CIS 4524/5524: ANALYSIS AND MODELING OF SOCIAL AND INFORMATION NETWORKS
Spring 2023
Time: Thursday, 5:30-8:00pm, Tuttleman 302
Office
hours: Thursday 3:00-4:00pm
and by appointment
Goals:
Individuals have a tendency to interact with others
of similar interests. In turn, their social interactions often influence their
activities. Interest in understanding such relationships is rapidly increasing
with the advent of online social media. Inferring complex relationships among
many entities in a complex evolving system is also of interest in many
information networks including health and climate.
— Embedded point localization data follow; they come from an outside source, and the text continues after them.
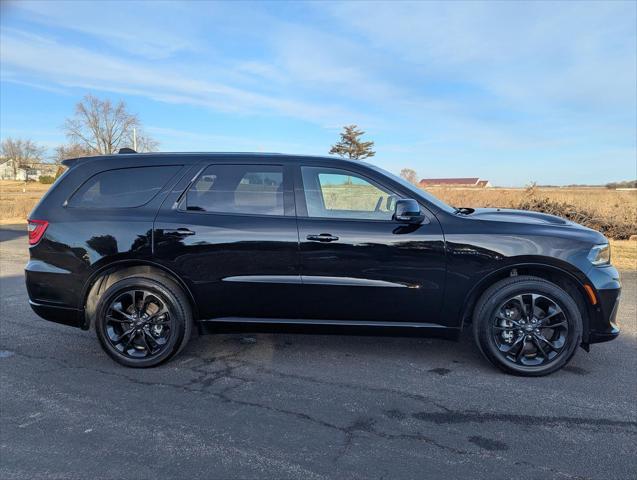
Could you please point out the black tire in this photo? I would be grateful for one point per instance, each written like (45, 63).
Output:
(544, 336)
(156, 336)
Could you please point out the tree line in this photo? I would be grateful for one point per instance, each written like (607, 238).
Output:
(97, 127)
(100, 127)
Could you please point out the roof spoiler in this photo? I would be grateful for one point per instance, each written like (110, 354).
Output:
(69, 162)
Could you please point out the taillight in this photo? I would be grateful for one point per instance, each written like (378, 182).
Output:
(36, 230)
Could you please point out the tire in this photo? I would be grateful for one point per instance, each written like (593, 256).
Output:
(527, 326)
(153, 310)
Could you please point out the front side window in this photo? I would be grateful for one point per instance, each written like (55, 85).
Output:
(251, 189)
(123, 187)
(335, 193)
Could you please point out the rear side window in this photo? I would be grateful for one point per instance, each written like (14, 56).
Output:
(123, 187)
(255, 189)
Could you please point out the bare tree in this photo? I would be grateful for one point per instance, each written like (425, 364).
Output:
(350, 145)
(103, 128)
(22, 152)
(72, 150)
(145, 143)
(410, 175)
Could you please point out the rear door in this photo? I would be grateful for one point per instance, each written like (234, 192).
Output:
(356, 262)
(233, 237)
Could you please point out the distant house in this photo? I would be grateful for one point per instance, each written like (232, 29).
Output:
(474, 182)
(31, 171)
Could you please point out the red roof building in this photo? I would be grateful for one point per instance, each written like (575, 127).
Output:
(454, 182)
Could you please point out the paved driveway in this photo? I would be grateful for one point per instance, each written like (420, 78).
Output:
(304, 406)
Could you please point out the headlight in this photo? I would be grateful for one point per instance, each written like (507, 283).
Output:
(600, 254)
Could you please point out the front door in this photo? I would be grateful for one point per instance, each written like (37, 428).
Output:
(357, 263)
(233, 237)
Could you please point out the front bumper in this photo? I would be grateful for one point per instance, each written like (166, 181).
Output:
(602, 324)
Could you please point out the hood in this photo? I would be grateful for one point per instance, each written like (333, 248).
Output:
(518, 216)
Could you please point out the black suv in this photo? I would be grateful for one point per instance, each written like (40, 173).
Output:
(145, 246)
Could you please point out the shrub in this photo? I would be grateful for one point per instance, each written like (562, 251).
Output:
(610, 228)
(47, 179)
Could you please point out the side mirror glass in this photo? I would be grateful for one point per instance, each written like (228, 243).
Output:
(407, 210)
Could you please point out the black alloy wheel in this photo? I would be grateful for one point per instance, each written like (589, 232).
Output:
(527, 326)
(143, 321)
(138, 324)
(530, 329)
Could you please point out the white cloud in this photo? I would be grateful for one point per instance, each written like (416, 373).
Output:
(74, 66)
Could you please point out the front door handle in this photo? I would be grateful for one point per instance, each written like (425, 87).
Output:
(179, 231)
(323, 237)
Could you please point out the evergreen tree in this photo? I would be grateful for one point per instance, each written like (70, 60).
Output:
(351, 146)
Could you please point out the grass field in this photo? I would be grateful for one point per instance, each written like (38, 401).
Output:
(614, 206)
(17, 199)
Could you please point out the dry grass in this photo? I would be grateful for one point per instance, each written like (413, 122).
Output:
(17, 199)
(624, 254)
(612, 212)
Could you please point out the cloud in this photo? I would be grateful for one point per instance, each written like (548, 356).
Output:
(74, 66)
(530, 55)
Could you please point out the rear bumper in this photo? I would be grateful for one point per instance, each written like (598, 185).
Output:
(53, 293)
(58, 314)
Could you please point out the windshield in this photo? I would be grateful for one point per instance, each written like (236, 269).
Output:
(419, 192)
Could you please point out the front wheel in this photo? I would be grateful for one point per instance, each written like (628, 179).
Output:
(143, 321)
(527, 326)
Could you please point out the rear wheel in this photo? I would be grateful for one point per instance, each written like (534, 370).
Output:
(527, 326)
(143, 321)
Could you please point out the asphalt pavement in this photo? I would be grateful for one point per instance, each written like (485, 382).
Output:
(304, 406)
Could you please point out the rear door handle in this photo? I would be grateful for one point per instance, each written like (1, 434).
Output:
(323, 237)
(179, 231)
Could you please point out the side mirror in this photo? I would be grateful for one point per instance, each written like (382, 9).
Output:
(407, 210)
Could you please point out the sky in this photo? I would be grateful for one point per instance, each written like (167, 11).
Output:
(512, 92)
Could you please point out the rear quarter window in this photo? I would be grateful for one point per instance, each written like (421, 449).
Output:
(123, 187)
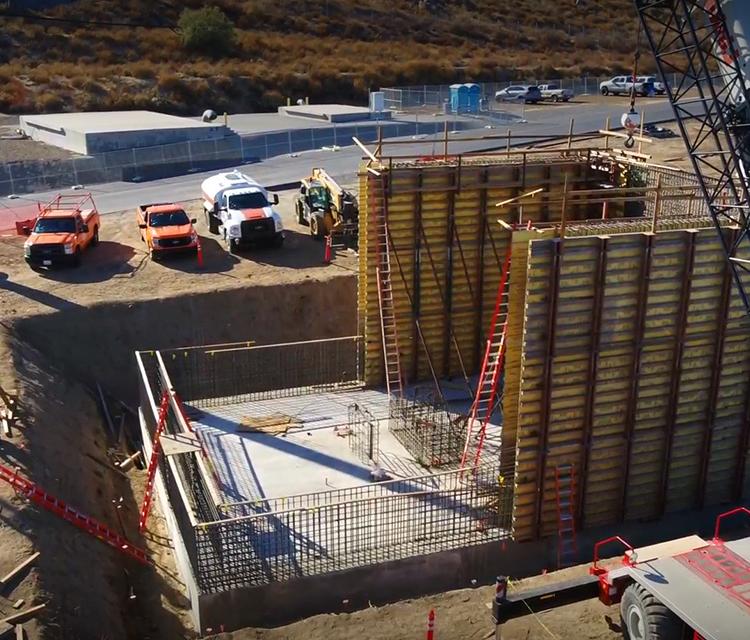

The objective of this course
is to introduce students to graph-based methods for analyzing and modeling the
structures and dynamics of social and information network entities consisting
of individuals and the connections among them. The course is structured to
provide ample opportunity for participants to learn how groups function in
large social and information networks. This will be a practical course that
will allow students to scout around for promising social network analysis and
modeling research topics by a hands-on experience.
Prerequisites:
Basic knowledge in programming skills; statistics, graph theory,
and linear algebra.
Texts:
_
Barabasi, A-L Networks
Science, Cambridge 2016
_
Easley,
D. and Kleinberg, J. Networks, Crowds,
and Markets: Reasoning About a Highly Connected World Cambridge,
2010.
Topics:
Content
will include methods for analyzing and modeling the following aspects of social
networks:
_
The small-world
network models
_
Centralized
and decentralized social network search algorithms
_
Power-laws and
preferential attachment
_
Diffusion and
information propagation in social networks
_
Influence
maximization in social networks
_
Community
detection in social networks
_
Models of
network cascades
_
Models of
evolving social networks
_
Link and
attributes prediction
Grading: Homework (30%), midterm exam (20%), reading/presenting assignments
(20%) and an individual research project for CIS5524 or a team project for CIS4524(30%).
Late Policy and Academic
Honesty: An automatic extension of homework submission is acceptable with
20% penalty per day. Discussing materials with fellow students
is acceptable, but programs, experiments and reports must be completed
individually.
Ph.D. Qualify Examination Eligibility:
Elective for all CIS tracks: AI, IS, Computer and Network and Software Systems.